Improving algorithms
Improving algorithms isn’t usually equated with HLS, and the terminology can mean a number of different things. However, this is one of the next possible directions for this technology.
“At the most basic level from a technology point of view, you can have one algorithm, and with high-level synthesis you can very quickly get area, power, performance, congestion,” said Dave Pursley, product management director at Cadence. “You can get feedback even for that front-end designer by pushing it through the flow very quickly, and that can help make decisions about micro-architectural changes — how many states, how big the data path should be, etc. If you extend that out a bit, you also can do things that are more like algorithm exploration. That would be things at the most basic level in DSP, which is almost everything these days. Even something as simple as changing the bit width can have a very significant impact on the power, performance, area, and accuracy, or signal-to-noise ratio, or whatever the exact metrics are. That would be sort of the most basic version of algorithmic exploration.”
Technically, this is possible because HLS starts from SystemC and C++, and in those languages the various data types allow the designer to write the algorithm and then change the data type of the variables, to give completely different synthesis results.

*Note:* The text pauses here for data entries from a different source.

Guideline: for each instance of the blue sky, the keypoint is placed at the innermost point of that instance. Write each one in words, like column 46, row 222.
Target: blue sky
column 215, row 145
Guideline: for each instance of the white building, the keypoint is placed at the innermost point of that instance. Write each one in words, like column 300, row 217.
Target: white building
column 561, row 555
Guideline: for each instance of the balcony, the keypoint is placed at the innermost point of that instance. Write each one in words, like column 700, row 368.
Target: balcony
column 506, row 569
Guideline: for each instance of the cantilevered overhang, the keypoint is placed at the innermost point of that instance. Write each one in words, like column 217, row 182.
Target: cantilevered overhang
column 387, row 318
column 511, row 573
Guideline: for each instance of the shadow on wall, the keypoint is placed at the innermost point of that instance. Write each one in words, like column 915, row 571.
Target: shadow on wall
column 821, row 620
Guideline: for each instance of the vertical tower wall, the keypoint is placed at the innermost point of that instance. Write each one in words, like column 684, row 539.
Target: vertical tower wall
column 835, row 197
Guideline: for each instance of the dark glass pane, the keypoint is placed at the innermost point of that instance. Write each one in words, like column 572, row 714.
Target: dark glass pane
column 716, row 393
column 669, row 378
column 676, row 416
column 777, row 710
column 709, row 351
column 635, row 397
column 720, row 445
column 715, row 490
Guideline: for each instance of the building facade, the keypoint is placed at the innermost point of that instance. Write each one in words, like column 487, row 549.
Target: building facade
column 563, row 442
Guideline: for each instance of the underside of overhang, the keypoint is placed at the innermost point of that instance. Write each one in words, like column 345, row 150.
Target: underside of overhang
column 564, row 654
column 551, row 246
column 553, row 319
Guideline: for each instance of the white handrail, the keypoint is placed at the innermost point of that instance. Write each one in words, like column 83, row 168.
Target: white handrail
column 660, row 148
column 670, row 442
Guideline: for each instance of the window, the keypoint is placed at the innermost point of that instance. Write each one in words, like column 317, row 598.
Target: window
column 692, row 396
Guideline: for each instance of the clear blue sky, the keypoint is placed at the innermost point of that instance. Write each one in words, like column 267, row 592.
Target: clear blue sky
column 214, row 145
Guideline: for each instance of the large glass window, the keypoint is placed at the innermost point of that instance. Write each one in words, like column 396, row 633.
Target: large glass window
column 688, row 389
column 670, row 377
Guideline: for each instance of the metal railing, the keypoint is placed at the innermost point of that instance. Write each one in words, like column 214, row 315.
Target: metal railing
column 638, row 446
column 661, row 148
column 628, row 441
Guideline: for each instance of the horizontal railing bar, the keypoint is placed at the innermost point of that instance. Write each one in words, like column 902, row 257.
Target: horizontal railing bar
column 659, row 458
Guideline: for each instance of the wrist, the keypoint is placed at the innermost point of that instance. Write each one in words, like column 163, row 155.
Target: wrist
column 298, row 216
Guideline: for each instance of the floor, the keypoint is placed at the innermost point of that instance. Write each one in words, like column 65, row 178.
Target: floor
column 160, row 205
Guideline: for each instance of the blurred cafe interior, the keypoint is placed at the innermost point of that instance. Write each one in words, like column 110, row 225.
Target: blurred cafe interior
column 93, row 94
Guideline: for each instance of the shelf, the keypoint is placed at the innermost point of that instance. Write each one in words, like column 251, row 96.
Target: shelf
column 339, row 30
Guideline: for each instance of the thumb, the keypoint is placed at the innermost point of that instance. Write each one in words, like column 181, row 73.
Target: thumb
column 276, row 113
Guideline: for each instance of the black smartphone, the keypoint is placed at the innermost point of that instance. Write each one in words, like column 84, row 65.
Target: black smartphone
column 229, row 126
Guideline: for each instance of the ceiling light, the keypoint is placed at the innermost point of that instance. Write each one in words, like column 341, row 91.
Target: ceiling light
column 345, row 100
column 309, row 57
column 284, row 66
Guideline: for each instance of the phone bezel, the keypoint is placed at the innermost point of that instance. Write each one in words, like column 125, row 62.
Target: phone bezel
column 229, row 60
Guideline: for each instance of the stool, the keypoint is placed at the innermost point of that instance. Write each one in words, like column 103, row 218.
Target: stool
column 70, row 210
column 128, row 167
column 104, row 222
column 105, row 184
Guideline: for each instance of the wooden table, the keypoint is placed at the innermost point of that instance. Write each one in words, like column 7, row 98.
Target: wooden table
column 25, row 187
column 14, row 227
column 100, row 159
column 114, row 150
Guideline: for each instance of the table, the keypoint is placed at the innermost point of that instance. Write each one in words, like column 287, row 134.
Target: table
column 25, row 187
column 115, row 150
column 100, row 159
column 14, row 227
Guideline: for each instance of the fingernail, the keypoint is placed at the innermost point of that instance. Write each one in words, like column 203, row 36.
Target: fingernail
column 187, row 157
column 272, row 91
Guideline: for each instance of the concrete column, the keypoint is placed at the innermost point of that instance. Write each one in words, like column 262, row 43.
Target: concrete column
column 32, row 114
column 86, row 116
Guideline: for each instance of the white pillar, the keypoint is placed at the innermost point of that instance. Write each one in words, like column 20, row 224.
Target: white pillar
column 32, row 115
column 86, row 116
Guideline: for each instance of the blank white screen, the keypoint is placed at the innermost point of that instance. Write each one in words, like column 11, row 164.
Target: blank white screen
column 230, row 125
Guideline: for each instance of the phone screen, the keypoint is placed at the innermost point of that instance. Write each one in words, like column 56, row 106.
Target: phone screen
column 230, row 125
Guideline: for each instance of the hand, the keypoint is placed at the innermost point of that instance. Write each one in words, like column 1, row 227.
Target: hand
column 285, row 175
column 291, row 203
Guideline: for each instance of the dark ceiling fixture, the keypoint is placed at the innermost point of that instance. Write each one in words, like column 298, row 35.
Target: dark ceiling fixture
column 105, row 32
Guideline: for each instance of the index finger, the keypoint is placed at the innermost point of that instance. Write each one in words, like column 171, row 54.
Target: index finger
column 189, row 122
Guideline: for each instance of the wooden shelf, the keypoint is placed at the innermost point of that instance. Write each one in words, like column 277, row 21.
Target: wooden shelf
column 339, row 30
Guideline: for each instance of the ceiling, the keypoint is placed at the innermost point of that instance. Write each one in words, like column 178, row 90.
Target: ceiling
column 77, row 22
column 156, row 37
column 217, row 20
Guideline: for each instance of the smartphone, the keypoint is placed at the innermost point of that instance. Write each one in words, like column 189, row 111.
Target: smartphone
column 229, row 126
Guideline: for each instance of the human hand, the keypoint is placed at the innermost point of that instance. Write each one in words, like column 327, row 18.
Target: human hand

“For example, if you’re doing a 32-bit floating point multiplication versus a 5-bit fixed point multiplication, you’ll have completely different results and completely different power, performance, and area tradeoffs,” he said. “Most likely the system-level metrics, such as the signal-to-noise ratio or image quality will be different too. In this way, it allows you to figure out those tradeoffs, and that would literally entail changing one line of code in the C++. On the other hand, if you were designing RTL by hand, significantly changing the bit widths, especially with fixed point and floating-point types, this would basically require an entire datapath rewrite. It’s something you generally can’t do. You have to take a guess on what is the correct bit width and then just build your RTL and hope you were right. That is a very simple change, and it’s something that HLS users do all the time — and a lot of them have been doing it for a long time.”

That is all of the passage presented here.